Sin pasaporte desde 2017 y condenado a un año de prisión por actividades subversivas contra el régimen iraní, el cineasta Mohammad Rasoulof estrenó este jueves en España There is no evil, la película ganadora de la pasada Berlinale, cuatro relatos sin cuento sobre la dictadura de su país.Tiranía, represión, sometimiento y ejecuciones son moneda corriente en Irán y elementos recurrentes dentro de la filmografía de Rasoulof (Shiraz, 1972), más de media docena de filmes censurados por una dictadura que en pleno siglo XXI, en la era global de las nuevas tecnologías, considera al cine un instrumento de propaganda, agitación y rebeldía.

There is no evil, ganadora en Berlín del último festival previo a la pandemia, ha recalado en la 65ª Semana Internacional de Cine de Valladolid (Seminci), donde ha concursado junto a otro filme iraní, The wasteland, en este caso del novel Ahmad Bahrami, y a Minari, del veterano norteamericano Lee Isaac Chung.

Rasoulof ha volcado su condición de sociólogo en un filme de extenso metraje: dos horas y media distribuidas en cuatro episodios con protagonistas que adoptan distintas posturas cuando se ven obligados a ejecutar, desde sus diversas responsabilidades laborales o castrenses, las penas de muerte impuestas por los tribunales iraníes.

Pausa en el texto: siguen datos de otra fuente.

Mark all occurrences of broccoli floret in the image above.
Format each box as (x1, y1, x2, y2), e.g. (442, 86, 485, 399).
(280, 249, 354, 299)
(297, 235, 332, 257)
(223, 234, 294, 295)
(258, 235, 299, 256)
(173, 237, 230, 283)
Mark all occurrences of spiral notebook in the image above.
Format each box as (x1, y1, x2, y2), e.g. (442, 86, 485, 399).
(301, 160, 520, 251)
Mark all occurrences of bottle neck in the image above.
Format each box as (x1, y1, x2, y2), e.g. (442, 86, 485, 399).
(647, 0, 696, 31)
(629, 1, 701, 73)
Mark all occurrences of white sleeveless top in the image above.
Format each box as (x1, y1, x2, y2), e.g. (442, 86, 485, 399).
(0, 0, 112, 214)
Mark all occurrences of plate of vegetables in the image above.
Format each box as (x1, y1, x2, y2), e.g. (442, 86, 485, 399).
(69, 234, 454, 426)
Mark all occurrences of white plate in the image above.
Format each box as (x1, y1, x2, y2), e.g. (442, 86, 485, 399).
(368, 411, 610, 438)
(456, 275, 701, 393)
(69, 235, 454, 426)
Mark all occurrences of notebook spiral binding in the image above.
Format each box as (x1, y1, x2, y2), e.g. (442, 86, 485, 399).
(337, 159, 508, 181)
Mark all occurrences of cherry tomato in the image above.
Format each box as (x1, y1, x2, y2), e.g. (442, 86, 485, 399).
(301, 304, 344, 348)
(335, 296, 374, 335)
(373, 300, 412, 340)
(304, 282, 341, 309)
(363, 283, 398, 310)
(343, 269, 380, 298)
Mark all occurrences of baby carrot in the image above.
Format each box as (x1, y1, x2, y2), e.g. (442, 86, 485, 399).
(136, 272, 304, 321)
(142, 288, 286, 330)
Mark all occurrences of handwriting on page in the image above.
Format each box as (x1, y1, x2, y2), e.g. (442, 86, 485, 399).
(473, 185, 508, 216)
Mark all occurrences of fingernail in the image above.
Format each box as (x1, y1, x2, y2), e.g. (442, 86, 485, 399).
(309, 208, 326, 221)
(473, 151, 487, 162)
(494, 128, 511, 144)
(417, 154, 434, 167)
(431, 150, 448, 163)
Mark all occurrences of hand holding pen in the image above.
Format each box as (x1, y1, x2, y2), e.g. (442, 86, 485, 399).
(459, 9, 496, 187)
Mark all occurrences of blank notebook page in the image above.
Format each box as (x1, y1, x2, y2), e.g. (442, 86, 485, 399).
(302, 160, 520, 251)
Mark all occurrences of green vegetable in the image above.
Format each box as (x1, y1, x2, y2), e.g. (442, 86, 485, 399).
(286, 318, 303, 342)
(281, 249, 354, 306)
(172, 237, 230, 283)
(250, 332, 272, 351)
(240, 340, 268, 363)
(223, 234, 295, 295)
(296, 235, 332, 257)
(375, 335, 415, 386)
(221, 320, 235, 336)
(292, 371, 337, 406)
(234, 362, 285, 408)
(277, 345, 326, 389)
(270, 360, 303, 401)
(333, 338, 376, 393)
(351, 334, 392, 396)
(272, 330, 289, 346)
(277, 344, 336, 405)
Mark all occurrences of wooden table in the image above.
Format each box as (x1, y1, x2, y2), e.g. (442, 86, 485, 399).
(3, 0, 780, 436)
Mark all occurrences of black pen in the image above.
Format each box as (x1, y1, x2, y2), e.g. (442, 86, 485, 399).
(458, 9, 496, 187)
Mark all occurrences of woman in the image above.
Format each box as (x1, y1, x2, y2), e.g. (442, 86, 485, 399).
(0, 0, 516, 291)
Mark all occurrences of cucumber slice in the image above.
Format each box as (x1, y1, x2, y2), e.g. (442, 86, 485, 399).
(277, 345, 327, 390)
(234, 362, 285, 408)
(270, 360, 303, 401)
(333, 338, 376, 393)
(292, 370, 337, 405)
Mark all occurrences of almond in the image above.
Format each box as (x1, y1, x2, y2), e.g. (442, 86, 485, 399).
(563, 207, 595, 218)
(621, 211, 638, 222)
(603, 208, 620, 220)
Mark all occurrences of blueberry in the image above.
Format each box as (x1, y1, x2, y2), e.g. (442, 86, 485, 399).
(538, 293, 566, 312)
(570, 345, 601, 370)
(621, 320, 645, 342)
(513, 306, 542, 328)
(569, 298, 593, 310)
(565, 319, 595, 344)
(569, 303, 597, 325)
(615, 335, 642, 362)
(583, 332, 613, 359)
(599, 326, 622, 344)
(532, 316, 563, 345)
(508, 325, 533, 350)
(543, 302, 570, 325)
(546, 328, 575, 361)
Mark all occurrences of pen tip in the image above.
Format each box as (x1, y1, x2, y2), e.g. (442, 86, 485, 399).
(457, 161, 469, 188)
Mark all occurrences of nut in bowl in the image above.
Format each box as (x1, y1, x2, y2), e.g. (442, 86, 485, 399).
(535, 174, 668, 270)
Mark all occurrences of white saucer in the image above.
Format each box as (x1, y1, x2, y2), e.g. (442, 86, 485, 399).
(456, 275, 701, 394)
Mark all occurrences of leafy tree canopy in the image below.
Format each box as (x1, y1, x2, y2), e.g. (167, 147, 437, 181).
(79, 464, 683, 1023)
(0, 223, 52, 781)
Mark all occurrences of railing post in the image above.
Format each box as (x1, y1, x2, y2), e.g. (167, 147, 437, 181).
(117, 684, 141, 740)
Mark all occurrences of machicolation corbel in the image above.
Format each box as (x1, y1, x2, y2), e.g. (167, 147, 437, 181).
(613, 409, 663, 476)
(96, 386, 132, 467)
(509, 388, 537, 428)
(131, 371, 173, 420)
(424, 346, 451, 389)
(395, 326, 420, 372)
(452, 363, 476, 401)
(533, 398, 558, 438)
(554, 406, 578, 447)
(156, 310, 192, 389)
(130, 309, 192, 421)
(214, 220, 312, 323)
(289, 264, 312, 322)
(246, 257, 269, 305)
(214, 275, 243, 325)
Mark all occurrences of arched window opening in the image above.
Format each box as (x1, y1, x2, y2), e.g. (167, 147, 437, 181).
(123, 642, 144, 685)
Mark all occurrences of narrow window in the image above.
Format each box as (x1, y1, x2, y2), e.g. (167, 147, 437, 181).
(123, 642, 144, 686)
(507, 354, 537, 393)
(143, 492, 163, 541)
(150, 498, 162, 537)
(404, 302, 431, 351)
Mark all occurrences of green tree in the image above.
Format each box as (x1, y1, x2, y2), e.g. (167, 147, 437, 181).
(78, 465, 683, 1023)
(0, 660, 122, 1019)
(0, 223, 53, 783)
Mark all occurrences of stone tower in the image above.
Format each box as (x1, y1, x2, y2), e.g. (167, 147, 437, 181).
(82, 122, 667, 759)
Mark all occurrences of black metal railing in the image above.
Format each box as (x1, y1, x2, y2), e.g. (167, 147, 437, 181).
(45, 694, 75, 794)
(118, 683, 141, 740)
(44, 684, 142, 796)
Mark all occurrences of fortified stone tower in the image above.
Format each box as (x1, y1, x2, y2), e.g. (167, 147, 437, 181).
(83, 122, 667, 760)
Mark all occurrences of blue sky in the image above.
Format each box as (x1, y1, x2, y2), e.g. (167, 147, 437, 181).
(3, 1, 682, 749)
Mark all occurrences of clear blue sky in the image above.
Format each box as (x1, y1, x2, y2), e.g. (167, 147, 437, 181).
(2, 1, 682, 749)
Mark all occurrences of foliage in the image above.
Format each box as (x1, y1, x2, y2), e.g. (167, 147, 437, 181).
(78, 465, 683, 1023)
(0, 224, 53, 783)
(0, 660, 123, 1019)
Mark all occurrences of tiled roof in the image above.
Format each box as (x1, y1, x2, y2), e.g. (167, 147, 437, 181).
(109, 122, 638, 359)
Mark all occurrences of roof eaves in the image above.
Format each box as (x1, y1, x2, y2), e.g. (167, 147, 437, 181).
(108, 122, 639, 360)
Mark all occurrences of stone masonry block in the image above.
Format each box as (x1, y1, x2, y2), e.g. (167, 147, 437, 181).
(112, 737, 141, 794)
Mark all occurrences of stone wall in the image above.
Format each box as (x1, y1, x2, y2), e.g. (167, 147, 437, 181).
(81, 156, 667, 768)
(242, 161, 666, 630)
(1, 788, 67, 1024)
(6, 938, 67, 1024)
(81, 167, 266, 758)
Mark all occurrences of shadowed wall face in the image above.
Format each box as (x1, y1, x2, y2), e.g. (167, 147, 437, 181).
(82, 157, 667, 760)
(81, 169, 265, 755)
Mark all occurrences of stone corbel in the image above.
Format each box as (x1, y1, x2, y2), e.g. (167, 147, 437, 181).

Las respuestas oscilan entre la normalidad de quien asume con naturalidad su trabajo como verdugo a sueldo del Estado, caso de un modélico padre de familia, hasta quienes sienten unos remordimientos y escrúpulos que les lleva a actuar de una u otra forma con el consiguiente coste moral y personal.

Son militares profesionales o jóvenes que cumplen el servicio militar (casi dos años), sin el cual no pueden obtener un pasaporte, montar un negocio o cursar estudios superiores, y a quienes les obligan a formar parte de piquetes de ejecución para ahorcar a condenados mediante el sistema de retirar el taburete.

Rasoulof interpela así a los ciudadanos que viven bajo un régimen dictatorial y les fuerza, a través de sus personajes, a preguntarse qué están dispuestos a hacer: si asumir y acomodarse a la situación o rebelarse como él mismo ha hecho a través de su profesión y desde dentro de su país, sin querer optar por la vía del exilio.

Las actitudes, con matices muy finos, son variopintas y trenzan, a través de esos cuatro episodios, una película cuyo director no juzga ni prejuzga, sino que se limita a tratar de entender la paradoja de que en su país todos sean, en cierto modo, víctimas y verdugos a un mismo tiempo.

La cartografía humana y social del Irán del siglo XXI la ha completado Ahmad Bahrami (Shahriar, 1972), de la misma generación que Rasoulof pero con un menor recorrido que ahora ha apuntalado con The wasteland, su segundo largometraje.

Una adobera, en medio de una geografía hostil y donde la tecnología más avanzada es la cocción en un horno de gas, es el microcosmos elegido por Bahrami para describir el atlas social y humano de su país en el medio rural.